Politicians Bickering Drives Mortgage Rates up to 5.7%

Politicians might talk about a fixed 4% mortgage rate, but so far it is shaping up to be nothing but talk.  Their lack of real action to improve the countries finances, restore confidence to the finance and real estate markets and their poor showings in past results with the TARP have fueled the market to increase actual interest rates to a 6 week high of 5.7%, almost 2% higher than the fairy tale levels of 4%.

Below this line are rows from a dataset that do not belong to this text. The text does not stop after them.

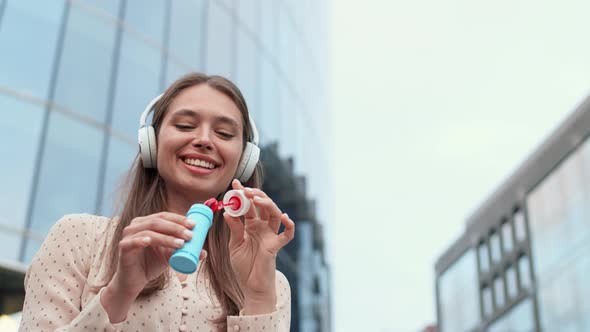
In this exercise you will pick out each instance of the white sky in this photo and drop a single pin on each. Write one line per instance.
(434, 104)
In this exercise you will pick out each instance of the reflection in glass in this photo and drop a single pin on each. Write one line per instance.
(186, 36)
(247, 72)
(483, 256)
(519, 319)
(87, 53)
(69, 172)
(559, 220)
(511, 282)
(458, 288)
(525, 272)
(137, 83)
(219, 42)
(26, 65)
(495, 247)
(269, 120)
(499, 291)
(507, 236)
(147, 17)
(23, 126)
(488, 303)
(519, 225)
(119, 158)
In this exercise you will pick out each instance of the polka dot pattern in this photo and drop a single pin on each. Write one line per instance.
(59, 296)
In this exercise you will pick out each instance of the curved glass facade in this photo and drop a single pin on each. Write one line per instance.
(76, 75)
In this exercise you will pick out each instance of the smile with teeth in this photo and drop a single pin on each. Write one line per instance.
(199, 163)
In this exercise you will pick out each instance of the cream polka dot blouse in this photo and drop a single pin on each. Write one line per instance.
(59, 295)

The average 30-year fixed mortgage rate rose to 5.70% from 5.48% for the week ended Feb. 4, according to Bankrate.com. The average 15-year fixed rate mortgage increased to 5.31% from 5.10%, and the average jumbo 30-year fixed rate jumped to 7.12% from 7.06%. Adjustable rate mortgages were mixed over the past week, with the average 1-year ARM falling to 5.73% from 5.87% and the 5/1 ARM increasing to 5.5% from 5.41%.

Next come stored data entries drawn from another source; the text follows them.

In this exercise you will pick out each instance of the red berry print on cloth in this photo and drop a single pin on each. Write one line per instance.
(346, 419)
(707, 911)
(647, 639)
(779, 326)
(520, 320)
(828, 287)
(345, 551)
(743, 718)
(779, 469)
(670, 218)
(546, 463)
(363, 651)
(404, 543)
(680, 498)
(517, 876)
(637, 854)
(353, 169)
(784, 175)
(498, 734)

Mortgage rates rise to highest in six weeks – Feb. 5, 2009

Politicians seem to caught up in their fight over a stimulus package that doesn’t appear to have any stimulus in it at all.  Simultaneously, the weekly number measuring the people that became unemployed rose again this week to 626,000 people in a single week.

We currently have more unemployed people in total in the United States than we have ever had in the nations history.

The latest rise in mortgage rates seems to rest squarely on the shoulders of the Federal Reserve and Barack Obama for signing on to the Nancy Pelosi stimulus plan.

Mortgage rates have been climbing since the Federal Reserve released its most recent post-meeting statement on Jan. 28, which was noncommittal about the possibility of buying long-term Treasury securities in an effort to reduce mortgage rates.

But offsetting that move is the government’s massive stimulus plan, which is being paid for via Treasury auctions.